Доктор рассказывает о своем опыте участия в исследовании швейцарского дженерика – для чего собиралась группа международных экспертов. «Мне прислали стопку исследовательских документов по нему: были проведены анализы на эффективность по сравнению с оригинальным препаратом. И только когда мы, международные эксперты, дали свое заключение, этот препарат стали применять в общей практике».
А у нас?
«А у нас – никаких исследований, никакой оценки, никакого сравнения не проводилось, и вдруг дженерики заполонили весь рынок! Их можно применять только тогда, когда оценена их сравнительная эффективность. Если их никто не сравнивал, не оценивал – они не должны применяться ни при каком заболевании».

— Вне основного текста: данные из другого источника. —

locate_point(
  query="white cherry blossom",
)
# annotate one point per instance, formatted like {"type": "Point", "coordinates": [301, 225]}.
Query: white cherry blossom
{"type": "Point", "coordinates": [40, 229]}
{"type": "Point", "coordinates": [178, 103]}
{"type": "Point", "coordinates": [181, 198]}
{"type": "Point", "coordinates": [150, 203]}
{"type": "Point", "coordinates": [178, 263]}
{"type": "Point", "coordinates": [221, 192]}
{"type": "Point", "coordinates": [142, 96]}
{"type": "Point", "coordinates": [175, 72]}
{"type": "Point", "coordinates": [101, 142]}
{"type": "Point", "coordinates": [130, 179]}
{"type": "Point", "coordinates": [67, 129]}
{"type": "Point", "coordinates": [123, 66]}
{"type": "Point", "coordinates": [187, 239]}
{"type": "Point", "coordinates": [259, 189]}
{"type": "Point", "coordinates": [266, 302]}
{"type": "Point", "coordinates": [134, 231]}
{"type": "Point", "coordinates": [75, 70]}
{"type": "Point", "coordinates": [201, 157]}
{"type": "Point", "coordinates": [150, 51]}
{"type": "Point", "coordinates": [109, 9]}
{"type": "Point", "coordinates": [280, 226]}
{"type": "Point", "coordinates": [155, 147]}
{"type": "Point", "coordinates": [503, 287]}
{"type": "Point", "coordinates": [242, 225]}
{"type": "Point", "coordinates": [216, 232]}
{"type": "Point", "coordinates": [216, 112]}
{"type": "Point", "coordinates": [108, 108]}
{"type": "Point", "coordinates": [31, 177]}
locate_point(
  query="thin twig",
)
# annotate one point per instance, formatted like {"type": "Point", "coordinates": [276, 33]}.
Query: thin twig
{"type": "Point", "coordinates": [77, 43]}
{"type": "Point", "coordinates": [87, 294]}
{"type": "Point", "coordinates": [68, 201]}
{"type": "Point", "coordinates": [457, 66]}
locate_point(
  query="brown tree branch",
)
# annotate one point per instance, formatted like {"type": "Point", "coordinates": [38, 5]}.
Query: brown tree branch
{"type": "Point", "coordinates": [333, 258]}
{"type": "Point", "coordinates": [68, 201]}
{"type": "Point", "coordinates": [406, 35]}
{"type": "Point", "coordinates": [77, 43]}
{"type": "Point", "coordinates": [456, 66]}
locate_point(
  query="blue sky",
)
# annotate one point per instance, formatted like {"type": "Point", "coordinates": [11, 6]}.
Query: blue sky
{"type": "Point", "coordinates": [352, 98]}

Не менее негативно к идее заменить все дженериками относится Алексей Масчан, онкогематолог, доктор медицинских наук, директор института гематологии, иммунологии и клеточных технологий Центра детской гематологии им.Дмитрия Рогачева. По его словам, случай в Уфе – не единичный: происходит массовая замена оригинальных препаратов на дженерики отечественного производства, а их никто не проверяет на терапевтическую эквивалентность. Ситуацию Масчан называет печальной и опасной:
«Врачебное сообщество, конечно, крайне негативно к этому относится. Если не брать отдельных, так скажем, маргиналов, которые подозревают западные фармкомпании в заговоре против человечества вообще и против России, в частности. В основном, врачебное сообщество боится дженериков. Мы не имеем права назначать и выставлять на торги какие бы то ни было торговые названия – только действующее начало. А по МНН (Международное непатентованное наименование) в закупки может проникнуть все, что угодно».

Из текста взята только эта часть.